The task is to show that if $f \in L^{\infty}\left(\mathbb{R}\right)$, then
$$\lim\limits_{n\to \infty}\left(\int\limits_{\mathbb{R}}\frac{|f(x)|^n}{1+x^2}dx\right)^{\frac{1}{n}}=\left\|f\right\|_{L^{\infty}\left(\mathbb{R}\right)} $$
I want to show it with sqeeze theorem. From one hand,
$$\left(\int\limits_{\mathbb{R}}\frac{|f(x)|^n}{1+x^2}dx\right)^{\frac{1}{n}}\le \left(\int\limits_{\mathbb{R}}\frac{\left\|f\right\|_{L^{\infty}}^n}{1+x^2}dx\right)^{\frac{1}{n}}=\left\|f \right\|_{L^{\infty}\left(\mathbb{R}\right)}\left(\int\limits_{\mathbb{R}}\frac{1}{1+x^2}dx\right)^{\frac{1}{n}}=\left\|f \right\|_{L^{\infty} } \pi^{\frac{1}{n}}$$
So, everything looks good, but I can't find an estimate from another hand. Have you any ideas how to do it, or, perhaps, just how to prove this statement?

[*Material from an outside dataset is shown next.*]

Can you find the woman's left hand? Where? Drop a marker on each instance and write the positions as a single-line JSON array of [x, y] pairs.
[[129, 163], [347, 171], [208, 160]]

Given $M<\|f\|_\infty$, let $A_M=\{x\in\mathbb R : f(x) \geq M\}$. By the definition of $\|f\|_\infty$, each such set $A_M$ has positive Lebesgue measure. Then for each $M<\|f\|_\infty$, \begin{align*} \left(\int_{\mathbb R} \frac{|f(x)|^n}{1+x^2}\ dx\right)^{1/n} &\geq \left(\int_{A_M} \frac{M^n}{1+x^2}\ dx \right)^{1/n} \\ &= M\left(\int_{A_M} \frac{1}{1+x^2}\ dx \right)^{1/n}\\ &\to M \end{align*} since $\int_{A_M}\frac{1}{1+x^2}\ dx>0$, and this gives the desired bound.